What we have often failed to acknowledge in the past is the ‘human touch’. What skills do our teams have, and what skills will our teams need, given that it has also been found in another McKinsey  report (Future of the Workforce, 2021) that automation can “increase worker productivity by 6-12 percent” as well as improve “employee loyalty and satisfaction, reducing their likelihood of leaving”.

So in our urgency to drive business automation, and as the landscape evolves, our customers, their behaviours, how we transact, communicate, and even structure our own organisational workflow, we need to remember one word – complementary.

It’s not about continuing to talk about the robots taking over, or reducing our workforce, it’s about investing and upskilling our teams to be part of the new workforce of the future who steer the automation journey at pace to drive value and scalability.

It’s about encouraging our people to work more intelligently with technology; using automation to free up time, energy and resource to focus on the human abilities that machines cannot deliver. Analyse their skill gaps and give them the tools to refine their ways of working which remove friction for ourselves and our business.

Lastly, remind them that humans – actually ‘we’ – are flexible, adaptive, imperfect but customisable to a point at which machines can never match.

So while I was watching Rob Lowe relive the 80s, I couldn’t help but think, agencies may have been simpler back then, but I’m excited about how we can inform, shape, and define the future of  agencies. Where machines and humans counterbalance one another, learn together and optimise to remove genuine complexity.
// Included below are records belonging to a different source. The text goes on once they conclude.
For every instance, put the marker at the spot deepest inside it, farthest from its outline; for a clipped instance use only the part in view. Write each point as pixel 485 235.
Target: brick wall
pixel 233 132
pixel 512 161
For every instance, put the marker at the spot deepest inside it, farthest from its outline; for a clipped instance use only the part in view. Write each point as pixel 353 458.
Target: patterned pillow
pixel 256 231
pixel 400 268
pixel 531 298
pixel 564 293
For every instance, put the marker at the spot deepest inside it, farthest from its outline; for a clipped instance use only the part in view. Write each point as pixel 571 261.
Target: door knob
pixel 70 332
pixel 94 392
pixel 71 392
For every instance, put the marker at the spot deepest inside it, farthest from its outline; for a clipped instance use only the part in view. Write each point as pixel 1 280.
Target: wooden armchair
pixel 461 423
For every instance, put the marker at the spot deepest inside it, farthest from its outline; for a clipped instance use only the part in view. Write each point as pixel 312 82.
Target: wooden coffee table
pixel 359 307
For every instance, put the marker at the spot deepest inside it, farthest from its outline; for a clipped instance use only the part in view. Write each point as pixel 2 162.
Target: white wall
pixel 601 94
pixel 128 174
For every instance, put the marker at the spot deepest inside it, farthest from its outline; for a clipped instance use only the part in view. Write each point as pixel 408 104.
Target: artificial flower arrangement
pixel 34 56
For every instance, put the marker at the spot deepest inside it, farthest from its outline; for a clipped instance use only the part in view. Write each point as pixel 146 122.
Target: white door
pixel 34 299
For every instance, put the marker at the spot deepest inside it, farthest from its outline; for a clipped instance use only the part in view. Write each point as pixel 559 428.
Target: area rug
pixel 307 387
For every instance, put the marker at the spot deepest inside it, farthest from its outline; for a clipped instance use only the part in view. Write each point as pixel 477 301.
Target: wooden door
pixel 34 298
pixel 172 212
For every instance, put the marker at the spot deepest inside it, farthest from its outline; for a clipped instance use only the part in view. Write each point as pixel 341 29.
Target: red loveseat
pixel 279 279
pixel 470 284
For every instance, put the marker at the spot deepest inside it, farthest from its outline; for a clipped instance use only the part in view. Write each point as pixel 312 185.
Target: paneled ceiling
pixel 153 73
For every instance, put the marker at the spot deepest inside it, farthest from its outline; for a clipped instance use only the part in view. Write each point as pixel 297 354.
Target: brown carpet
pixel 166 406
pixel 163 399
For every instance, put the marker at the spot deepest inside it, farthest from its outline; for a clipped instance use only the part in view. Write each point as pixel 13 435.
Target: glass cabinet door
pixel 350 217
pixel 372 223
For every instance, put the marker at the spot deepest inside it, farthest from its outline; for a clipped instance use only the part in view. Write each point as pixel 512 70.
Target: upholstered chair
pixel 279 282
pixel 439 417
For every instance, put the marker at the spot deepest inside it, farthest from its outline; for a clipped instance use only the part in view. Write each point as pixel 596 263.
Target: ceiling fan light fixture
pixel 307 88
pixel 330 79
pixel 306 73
When I look back 10 years from now, I’ll take pride in the fact that I was part of an agency that embraced business automation as part of our digital transformation journey. And then I’ll smile at the thought that my children – whilst trading NFTs, ICOs and controlling smart devices with their minds (ok maybe that might be a stretch) – may think what we do now is truly ‘simple’, but boy wasn’t it iconic for the time.

Starcom’s national head of operations & investment, Louise Romeo.